La cuestión es que, al fin, se han liberado de esa presión. Y es que estar en la oposición siempre es más cómodo que detentar la responsabilidad de toda una nación de personas desempleadas. La última reforma emprendida por el Partido Popular, tan salvaje como la anterior, supone una excusa irrenunciable para que vuelvan a llenarse las calles de banderolas, de símbolos obreros ya olvidados, de siglas carentes de significado alguno, de personas que durante ocho años han permanecido encerradas en sus casas por un servilismo político que les impedía pronunciarse según su propia ideología.

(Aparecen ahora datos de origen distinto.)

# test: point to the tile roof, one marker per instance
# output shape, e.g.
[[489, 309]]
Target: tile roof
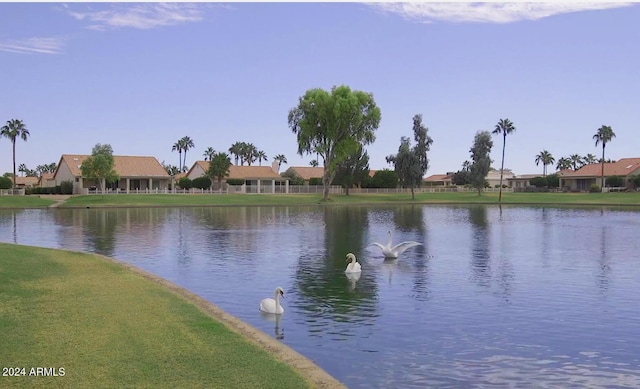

Es una lástima que las protestas de este fin de semana carezcan de toda legitimidad por una falta de coherencia política que es difícil de olvidar. Y el Partido Popular lo sabe. Mientras cientos de miles de personas se manifestaban, sus dirigentes celebraban apaciblemente el ‘Congreso de la Unidad’, sabedores de que es algo que entra en el guión de los próximos meses. Los recortes continúan, sin embargo los índices de intencionalidad de voto se mantienen y las distancias con el PSOE se acentúan.

Mientras el sentir popular (de desánimo, ira, desesperanza, hartazgo…) siga cooptado por los sindicatos y los partidos políticos que no hicieron nada mientras gobernaron, las protestas y huelgas no serán más que anécdotas de una legislatura que se prevé exitosa para el impasible Presidente.